The rapid advancement of artificial intelligence has led to increasingly sophisticated models, but these systems are still faced with challenges of fundamental efficiency. A team of researchers led by Dr. Suin Yi, assistant professor in Texas A & M College of Engineering, has developed a new approach called Ai Super-Tur, which imitates the capacity of the human brain to learn and adapt. This innovation could considerably improve AI by considerably reducing calculation costs and energy consumption.
Current AI models are based on architectures that separate data storage from processing, requiring enormous computing power and energy to migrate information between these two components. On the other hand, the human brain integrates learning and memory through neural connections called synapses, which strengthen or weaken dynamically according to experience – a process known as synaptic plasticity.
Dr. Yi’s team was inspired by neuroscience to develop AI systems that work more like organic brains. Traditional AI models strongly depend on retropropagation, an optimization algorithm used to adjust neural networks during training. Although effective, retro-propagation is intensive in calculation and biologically improbable.
To remedy this, the team explores alternative mechanisms such as Hebbian learning – often summarized as “cells that shoot together, cuddle together” – and the dependent plasticity of timing (STDP). These biologically inspired learning processes allow AI systems to strengthen connections according to activity models, reducing the need for constant recycling and excessive calculation resources.
One of the most promising aspects of the super-touch AI is its ability to effectively process information in real time. In a recent test, a circuit based on these learning principles allowed a drone to navigate a complex environment without prior training. Unlike traditional AI models that require in-depth data sets and pre-training, this approach has enabled the drone to adapt and learn on the fly, demonstrating faster response and lower energy consumption.
The integration of neuromorphic computer – material that imitates brain processing – still improves the potential of the super -turntable AI. By integrating these learning algorithms into specialized equipment, researchers aim to develop AI systems that require minimum power while maintaining high levels of adaptability and intelligence.

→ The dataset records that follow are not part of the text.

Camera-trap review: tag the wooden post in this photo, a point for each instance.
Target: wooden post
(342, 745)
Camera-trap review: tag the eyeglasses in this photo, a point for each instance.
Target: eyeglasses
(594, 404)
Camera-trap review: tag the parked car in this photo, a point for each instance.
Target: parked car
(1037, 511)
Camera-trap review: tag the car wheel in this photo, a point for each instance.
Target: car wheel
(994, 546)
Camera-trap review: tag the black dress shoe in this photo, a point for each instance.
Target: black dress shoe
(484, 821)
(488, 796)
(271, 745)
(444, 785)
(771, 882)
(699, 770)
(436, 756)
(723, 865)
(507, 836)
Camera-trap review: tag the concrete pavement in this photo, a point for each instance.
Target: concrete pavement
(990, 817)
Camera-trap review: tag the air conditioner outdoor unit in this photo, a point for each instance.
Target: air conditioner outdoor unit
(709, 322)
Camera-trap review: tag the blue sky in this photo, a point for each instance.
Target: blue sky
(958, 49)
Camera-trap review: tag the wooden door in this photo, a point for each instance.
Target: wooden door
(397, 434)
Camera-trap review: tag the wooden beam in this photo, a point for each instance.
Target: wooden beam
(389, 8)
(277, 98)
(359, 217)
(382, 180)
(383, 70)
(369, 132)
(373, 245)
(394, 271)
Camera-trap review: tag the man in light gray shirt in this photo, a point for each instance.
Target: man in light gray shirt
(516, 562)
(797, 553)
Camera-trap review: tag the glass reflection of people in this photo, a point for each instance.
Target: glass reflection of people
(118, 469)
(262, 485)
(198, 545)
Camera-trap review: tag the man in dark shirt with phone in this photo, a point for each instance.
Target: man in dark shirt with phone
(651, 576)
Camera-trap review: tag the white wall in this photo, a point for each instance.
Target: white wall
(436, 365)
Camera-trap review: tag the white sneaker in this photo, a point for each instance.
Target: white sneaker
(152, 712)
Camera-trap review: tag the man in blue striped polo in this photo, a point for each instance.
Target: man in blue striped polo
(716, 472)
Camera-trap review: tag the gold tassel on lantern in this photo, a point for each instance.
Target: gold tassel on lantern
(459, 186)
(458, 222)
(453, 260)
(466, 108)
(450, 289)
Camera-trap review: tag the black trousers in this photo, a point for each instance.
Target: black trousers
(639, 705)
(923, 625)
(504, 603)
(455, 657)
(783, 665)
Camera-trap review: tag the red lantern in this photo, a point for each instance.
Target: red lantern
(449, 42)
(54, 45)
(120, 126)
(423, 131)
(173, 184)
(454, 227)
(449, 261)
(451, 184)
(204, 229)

The AI industry develops quickly, current companies to develop larger and more powerful models. However, scalability remains an urgent challenge due to material limitations and the increase in energy demands. Some AI applications already require whole data centers, increasing economic and environmental costs.
Dr. Yi underlines that the progress of the hardware is just as crucial as IA software improvements. “Many people think that AI is roughly algorithms, but without effective computer equipment, AI cannot really evolve,” he explains. The Super-Turing AI offers a paradigm shift by combining software and hardware innovations to create sustainable and scalable AI solutions.
By reimaginating AI architectures to reflect the efficiency of the human brain, the super-touch AI represents an important step towards the sustainable development of AI. This technology could lead to a new generation of AI which is both smarter and environmental responsible.
“Modern AI like Chatgpt is powerful, but it is too expensive and with high energy intensity. We are working to make AI which is both smarter and more sustainable, ”explains Dr. Yi. “The Super-Touch AI could reshape the way AI is built and used, ensuring that its progress benefits both people and the planet.”
You can explore the published research of the team in Scientific advances.